The Air Conditioning Heating and Cooling Systems
After heating and cooling the air at the heat and cold sources, it gets distributed to the indoor, and it’s accomplished through three systems. The systems are forced air, gravity, and radiant.
When the furnace produces heat, the forced-air system circulates the heat. The system also distributes the cold air provided by the central AC through a blower. The blower is electrically powered and forces air through the ducts into the rooms.
You can control the amount of the air coming to the home by either adjusting it higher or lower. The central AC and the blower use the same forced-air system to dispense cold air into the home and also takes back warm air to get cooled.
The major challenge faced by the forced air system occurs in the blower. It might turn out noisy, which increases energy consumption. However, it’s an effective system since it uses the blower to distribute heat or cold air.
It connotes the rising of hot air and sinking of the cold air. The gravity system can’t draw out cold air from the AC. The blower is located either below or near the floor. In the gravity system, the warm air rises and flows in the home through the ducts and the registers.
The heat registers need to be at a higher level and are usually located on the walls if the furnace is on the floor. Warm air flows toward the rooftop, and the cold air sinks and flows into the ducts. It then gets back to the furnace for heating.
The radiant system is a heat distribution channel. Its source of heat is hot water. The hot water flows through the pipes, usually on the floor, wall, or ceiling after getting heated by the furnace. Then the air in the room gets warm.
Some radiant systems generate heat with electric heating panels, and the heat is circulated into the rooms. The panels are suitable in places where electricity is less costly, mostly in warm climatic conditions. This type of system cannot discharge cold air from the air conditioning system. Radiant systems need gravity to circulate hot water from the boiler into the radiator. Most of these types are constructed on a concrete slab.
Air Conditioning Filters
Air filters are an essential element of the heating and cooling system. It plays a significant role in keeping dust and dirt off the system. It filters the contaminants and prevents the household from experiencing irritants that might cause discomfort and health challenges. The air filter also cleans the air and makes it fresh. You need to replace and maintain the filters regularly to keep the system functional.
Benefits of an Air Conditioning System
- The heating and cooling system reduces the possibility of asthma attacks. It also decreases exposure to allergens and dust mites. You can avoid such occurrences by changing the air filters often.
- It keeps the home secure because the doors and windows remain closed.
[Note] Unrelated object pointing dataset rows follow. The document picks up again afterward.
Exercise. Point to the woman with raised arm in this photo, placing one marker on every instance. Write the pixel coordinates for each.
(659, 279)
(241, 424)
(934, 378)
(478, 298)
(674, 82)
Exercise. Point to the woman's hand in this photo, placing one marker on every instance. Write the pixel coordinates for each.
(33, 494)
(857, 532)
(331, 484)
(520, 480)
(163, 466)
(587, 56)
There is no exposure to outside elements that can be a hazard to the family
- The air conditioner offers a fresh and comfortable environment that keeps you and your family refreshed all day. You can comfortably carry out your daily exercise and house chores without worrying about the heat.
- The AC is cost-effective, and you don’t incur much energy bills.
The Bottom Line: Understand Your Home Heating and Air Conditioning System to Get the Best Benefits
The home heating and air conditioning system requires close care by ensuring that you keep it well maintained and carry out the necessary repairs before further damages. When choosing the right AC for your home, you’ll need to consider the available space and heating and cooling needs.